Tuesday, June 14, 2016

More Than Just a Kiss

(This article first appeared on the SIFA Blog. I've been advised that it may be inappropriate for that platform.)


This past weekend, there was a controversy over the staging of the musical Les Misérables at Marina Bay Sands. The directors had inserted a male-male kiss for comic effect into the staging—it took place during the scene Beggars at the Feast, when the minor villain Thénardier is laughing at how he's been able to assimilate into the upper classes:

Ain't it a laugh?
Ain't it a treat?
Hob-nobbin' here
Among the elite?
Here comes a prince
There goes a Jew.
This one's a queer
But what can you do?

It's just a tiny peck on the line "This one's a queer." Blink and you'll miss it, reports say. But the theatre went nuts. Letters of complaint were sent. MDA had to take action.

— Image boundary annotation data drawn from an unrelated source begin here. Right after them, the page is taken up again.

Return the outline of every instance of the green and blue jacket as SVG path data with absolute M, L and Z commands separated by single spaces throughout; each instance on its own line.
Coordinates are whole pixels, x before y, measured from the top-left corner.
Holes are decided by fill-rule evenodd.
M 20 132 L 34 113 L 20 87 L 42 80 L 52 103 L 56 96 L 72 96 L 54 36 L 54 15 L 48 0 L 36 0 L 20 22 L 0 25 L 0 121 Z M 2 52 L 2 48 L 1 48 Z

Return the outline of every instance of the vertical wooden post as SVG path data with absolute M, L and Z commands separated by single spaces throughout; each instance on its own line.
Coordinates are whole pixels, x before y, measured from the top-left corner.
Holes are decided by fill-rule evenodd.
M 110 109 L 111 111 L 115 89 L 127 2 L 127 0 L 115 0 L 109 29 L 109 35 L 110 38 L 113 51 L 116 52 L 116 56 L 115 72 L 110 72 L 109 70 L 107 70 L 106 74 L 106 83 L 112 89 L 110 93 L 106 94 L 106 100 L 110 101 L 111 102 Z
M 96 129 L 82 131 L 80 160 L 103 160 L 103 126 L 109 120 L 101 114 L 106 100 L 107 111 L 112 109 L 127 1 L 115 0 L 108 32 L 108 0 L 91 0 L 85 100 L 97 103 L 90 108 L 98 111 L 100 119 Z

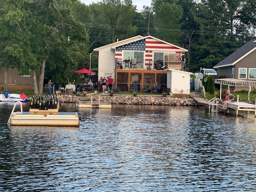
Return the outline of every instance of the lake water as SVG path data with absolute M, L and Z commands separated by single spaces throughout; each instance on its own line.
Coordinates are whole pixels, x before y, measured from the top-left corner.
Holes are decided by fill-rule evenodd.
M 252 113 L 65 104 L 79 128 L 9 126 L 13 105 L 0 102 L 0 191 L 256 191 Z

So the kiss has been removed. And I don't blame the company for doing so—if you're performing a multi-million-dollar international touring musical revue, then you don't need to worry about artistic integrity. It's all about the bottom line instead. You're essentially serving up an expensive version of cultural McDonalds.

I'm not even surprised this happened. I was there in 2012, when MBS put up A Chorus Line and people were leaving the theatre as soon as they discovered there were openly gay characters.
But people got pissed. Playwright Alfian Sa'at (who wrote last year's SIFA highlight, Hotel) wrote a great little screed about this on Facebook. So has Gwyneth Teo, who notes that this G-rated play has portrayals of prison labour, prostitution, child abuse, child soldiers and graphic death, and yet decide that this tiny, frankly more homophobic than homosexual kiss is what needs to hidden away.

And that was before this happened:


Omar Mateen's attack on the Pulse in Orlando, Florida was the largest mass shooting in US history, leaving 51 people dead and 53 injured. And according to his father, it was partially triggered by seeing two men kissing in public.

My lawyer friend Indu commented, "I wonder if the Singapore government will see this as the lesson it is, that extremism cannot be tolerated, or take away the opposite lesson: that gay people shouldn't kiss to avoid being shot."

Right now, the law favours making sure that kissing doesn't happen visibly. Our Public Entertainments and Meetings Act says:

(3)  The content of the arts entertainment must not contain —
(a) anything that is likely to undermine national interest;
(b) anything that is likely to cause offence to any racial or religious group in Singapore;
(c) anything that is likely to cause feelings of enmity, ill‑will or hostility between different racial or religious groups in Singapore;
(d) anything that is lewd or obscene;
(e) anything that promotes any lifestyle or behaviour that is contrary to prevailing social norms, including any alternative sexual lifestyle (such as homosexuality or transgenderism), deviant sexual behaviour or drug abuse...

TV shows similarly aren't allowed to "promote or justify a homosexual lifestyle".

The ironic thing is that Singapore does have LGBT-themed art on show. Lots of it. I just reviewed the gay-themed play Long Weekend at the Twenty-Something Theatre Festival. And In The OPEN Film Fest, we'll be screening at least two films with queer themes: Tangerine (about trans sex workers in LA) and Uncle Howard (about Howard Brookner, a gay artist who died of HIV). Plus, in SIFA's main program, we'll be looking at queer issues through the perspectives of gay performance artists Loo Zihan and Ray Langenbach in I Am LGB.

Poster for Tangerine

So why does all that get a pass, while Les Miz's non-sexual, non-political tiny gay reference has to go?

Because there's more than one kind of art in Singapore. There's art for the masses, and there's art for the intellectuals: the folks with open minds who want to be challenged, who want to think, who want to see different viewpoints and different forms. The argument, from what I've heard, is that the intellectuals are already thinking about alternative ideas, so they can be exposed to freakier things.
The masses still need mollycoddling, according to government policy. Which means that they don't need to see anything that might offend them. Which means that they can gain all the signs of being cultured—knowing the famous names and the great classics—without actually getting the real benefit of culture, i.e. an inquiring, open mind.

Poster for I Am LGB

Does this upset me? Sure, it upsets me. But on the other hand, I suppose we should be grateful that some of us can even show LGBT themes in some arenas? Even though it has no hope of creating any greater awareness amongst the larger population?

No idea, man. By the way, there's a candelight vigil for the victims of the Orlando shooting, scheduled for tomorrow at Hong Lim Park, 8pm. I'll be there.
I might even sing a few Les Miz songs while I'm at it. I'm a gay man, after all. Broadway may throw me under the bus, but I can't stop myself.